Der Studiengang gliedert sich in zwei Semester, verteilt auf neun verschiedene Module. Durch die auf Vorkenntnissen der Teilnehmer:innen basierenden Lerneinheiten wird ein anwendungsbezogenes Wissensniveau im Bereich Legal Tech angestrebt. Beginnend mit Grundlagen zur Rechtsinformatik, über ethische und psychologische Aspekte der Rechtsdigitalisierung werden die Fachgebiete mit Fortgang des Studienganges immer praktischer. Die behandelten Themen waren z.B. Legal Tech im Allgemeinen, Big Data, Digital Law sowie Bereiche wie Datenschutz, digitales Vertragsrecht, FinTech, Cybersecurity oder die Anwendung von Legal Tech in der Praxis durch Smart Contracts. Durch den Studiengang werden unterschiedliche Perspektiven und Auffassungen zur Rechtsdigitalisierung vermittelt, wobei einige noch vorhandene Defizite in der Informationsvermittlung zum neuen Bereich festgestellt wurden. Die Inhalte eines abgeschlossenen Moduls wurden zu Beginn des neuen Vorlesungsblocks über eine Abschlussklausur abgefragt. Neben Klausuren wurden zwei Hausarbeiten zu einem selbst gewählten Thema verfasst. Den Abschluss des Studienganges bildete das Mastermodul, mit der Verfassung einer Masterarbeit und der Anwendung des Erlernten.
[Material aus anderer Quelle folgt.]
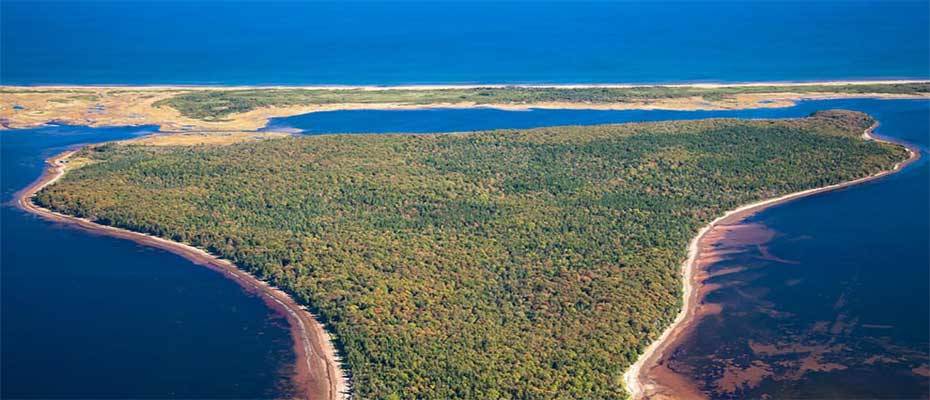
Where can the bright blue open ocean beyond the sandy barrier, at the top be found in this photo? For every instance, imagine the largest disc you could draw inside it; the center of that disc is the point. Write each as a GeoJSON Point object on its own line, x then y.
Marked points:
{"type": "Point", "coordinates": [380, 42]}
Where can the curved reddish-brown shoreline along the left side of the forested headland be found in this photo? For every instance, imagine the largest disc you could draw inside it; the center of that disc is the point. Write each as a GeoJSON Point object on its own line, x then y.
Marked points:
{"type": "Point", "coordinates": [317, 374]}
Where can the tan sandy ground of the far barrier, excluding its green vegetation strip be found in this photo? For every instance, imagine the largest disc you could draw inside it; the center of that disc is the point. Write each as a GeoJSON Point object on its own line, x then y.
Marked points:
{"type": "Point", "coordinates": [33, 106]}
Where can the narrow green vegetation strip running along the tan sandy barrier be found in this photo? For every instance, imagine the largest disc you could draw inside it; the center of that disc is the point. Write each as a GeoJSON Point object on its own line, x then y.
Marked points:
{"type": "Point", "coordinates": [217, 104]}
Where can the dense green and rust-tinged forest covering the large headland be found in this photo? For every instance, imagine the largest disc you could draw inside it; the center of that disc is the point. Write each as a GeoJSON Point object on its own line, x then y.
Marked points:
{"type": "Point", "coordinates": [510, 264]}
Hierbei lag der Schwerpunkt in der Darstellung eines Rechtsproblems in der Digitalisierung und der Lösungsfindung für die Arbeitswelt.

Fazit

Im Ergebnis kann ich sagen, dass der LL.M. Legal Tech Studiengang tatsächlich wissenschaftlich fundiertes Fachwissen aus der Vorausbildung mit dem für den beruflichen Alltag entscheidenden Praxisbezug kombiniert hat und mir bei der Entwicklung von neuen Geschäftsfeldern unter Einbezug von Technologien aus Theoriesicht sehr behilflich war. Für alle, die sich nach dem Ersten Juristischen Staatsexamen wie ich damals nicht sicher sind, welche Richtung eingeschlagen werden sollte, kann ich persönlich einen solchen LL.M. empfehlen. Im Allgemeinen hilft ein solcher LL.M. aber auch den Berufstätigen.
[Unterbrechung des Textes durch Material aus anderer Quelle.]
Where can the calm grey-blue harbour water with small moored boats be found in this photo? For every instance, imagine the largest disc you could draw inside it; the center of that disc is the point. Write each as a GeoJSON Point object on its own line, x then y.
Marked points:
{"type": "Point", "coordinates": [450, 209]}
Autorin: Katharina Melnikow (LL.M.) absolvierte das Erste Staatsexamen an der Universität Leipzig und ist aktuell die Standortleiterin der Spreefels GmbH. Neben administrativen Aufgaben der Geschäftsführung übernimmt sie die Entwicklung von innovativen Rechtsprodukten und agiert im Key-Accounting als Schnittstelle im Produkt- und Projektmanagement für Legal und Tech. Katharina erwarb 2021 den ersten deutschen LL.M.-Titel für Legal Tech und hat vor, nach dem Referendariat weiterhin in diesem Bereich als Rechtsanwältin tätig zu sein, um sich an der Entwicklung neuer Geschäftsfelder im Rechtswesen zu beteiligen.